Multi-spectral Short- Wave Infrared Sensors and Convolutional Neural Networks for Biometric Presentation Attack Detection


There is currently no doubt about the importance of subject authentication in a wide range of applications or about the numerous advantages offered by biometric recognition with respect to password or token-based systems (Jain 2007). We can safely say that biometrics overcomes problems like forgetting or losing a key, and that it provides a stronger link between the subject and the claimed identifier. Such and other advantages have led to an ever-growing deployment of biometric recognition systems in the market and in national-wide identification scenarios (Government of India 2012).

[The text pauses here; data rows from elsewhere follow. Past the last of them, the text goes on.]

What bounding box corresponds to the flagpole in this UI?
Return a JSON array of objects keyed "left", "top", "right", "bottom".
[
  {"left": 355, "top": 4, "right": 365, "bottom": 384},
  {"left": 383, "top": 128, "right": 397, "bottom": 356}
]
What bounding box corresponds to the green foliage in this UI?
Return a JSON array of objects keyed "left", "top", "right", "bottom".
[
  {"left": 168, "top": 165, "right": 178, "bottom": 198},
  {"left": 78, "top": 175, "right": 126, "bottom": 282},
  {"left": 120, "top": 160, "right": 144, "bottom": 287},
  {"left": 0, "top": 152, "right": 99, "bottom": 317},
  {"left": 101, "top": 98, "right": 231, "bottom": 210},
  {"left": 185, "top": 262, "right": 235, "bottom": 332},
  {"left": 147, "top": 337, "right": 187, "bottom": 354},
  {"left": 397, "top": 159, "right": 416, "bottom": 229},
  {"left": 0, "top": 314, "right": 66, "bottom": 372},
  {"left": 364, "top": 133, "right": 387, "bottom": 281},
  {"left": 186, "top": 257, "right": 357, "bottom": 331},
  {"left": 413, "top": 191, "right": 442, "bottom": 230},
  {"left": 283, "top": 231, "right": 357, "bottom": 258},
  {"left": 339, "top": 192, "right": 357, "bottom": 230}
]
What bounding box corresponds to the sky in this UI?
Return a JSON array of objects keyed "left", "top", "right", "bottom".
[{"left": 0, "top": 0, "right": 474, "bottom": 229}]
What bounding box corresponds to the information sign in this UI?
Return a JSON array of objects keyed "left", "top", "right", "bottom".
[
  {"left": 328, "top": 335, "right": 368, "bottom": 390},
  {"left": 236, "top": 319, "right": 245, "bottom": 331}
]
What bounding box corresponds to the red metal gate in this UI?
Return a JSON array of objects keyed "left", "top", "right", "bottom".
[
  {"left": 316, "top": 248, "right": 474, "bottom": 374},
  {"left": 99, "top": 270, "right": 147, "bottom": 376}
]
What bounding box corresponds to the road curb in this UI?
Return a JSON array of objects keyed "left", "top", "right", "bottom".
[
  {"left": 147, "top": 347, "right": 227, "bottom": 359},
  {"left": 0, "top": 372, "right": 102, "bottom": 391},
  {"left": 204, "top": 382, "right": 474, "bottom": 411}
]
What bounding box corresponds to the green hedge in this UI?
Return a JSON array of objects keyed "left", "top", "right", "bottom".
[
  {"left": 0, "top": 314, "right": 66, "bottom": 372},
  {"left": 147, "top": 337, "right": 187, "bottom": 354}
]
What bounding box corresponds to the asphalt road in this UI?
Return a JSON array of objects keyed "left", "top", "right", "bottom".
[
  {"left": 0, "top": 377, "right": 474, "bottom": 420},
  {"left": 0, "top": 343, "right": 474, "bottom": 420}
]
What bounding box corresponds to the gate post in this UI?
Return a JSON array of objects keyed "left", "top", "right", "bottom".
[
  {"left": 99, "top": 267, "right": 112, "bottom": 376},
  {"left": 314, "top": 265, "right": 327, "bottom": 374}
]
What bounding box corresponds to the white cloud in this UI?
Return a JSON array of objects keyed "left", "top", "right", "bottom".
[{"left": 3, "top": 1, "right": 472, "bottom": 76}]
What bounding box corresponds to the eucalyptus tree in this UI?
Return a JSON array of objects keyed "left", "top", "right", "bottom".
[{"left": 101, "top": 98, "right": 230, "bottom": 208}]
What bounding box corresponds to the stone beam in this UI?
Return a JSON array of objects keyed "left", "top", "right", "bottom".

However, biometric systems are still vulnerable to external attacks. Among the possible attack points described by Ratha, Connell, and Bolle (2001), which include both inner modules of the system and communication channels, the biometric capture device is probably the most exposed one. The main difference with respect to any other attack lies on the knowledge required by the individual launching the attack: he does not need to know anything about the inner functioning of the system. Such attacks directed to the capture device are known in the literature as presentation attacks (PAs) and defined within the ISO/IEC 30107 standard on biometric presentation attack detection (PAD) as the “presentation to the biometric data capture subsystem with the goal of interfering with the operation of the biometric system” (ISO/ IEC JTC1 SC37 Biometrics 2016). In other words, an attacker can present the capture device with a presentation attack instrument (PAI), such as a face mask, a gummy finger, or a fingerprint overlay, instead of his own bona fide biometric characteristic. His intentions may be to impersonate someone else (i.e., active impostor) or to avoid being recognised due to black-listing (i.e., identity concealer).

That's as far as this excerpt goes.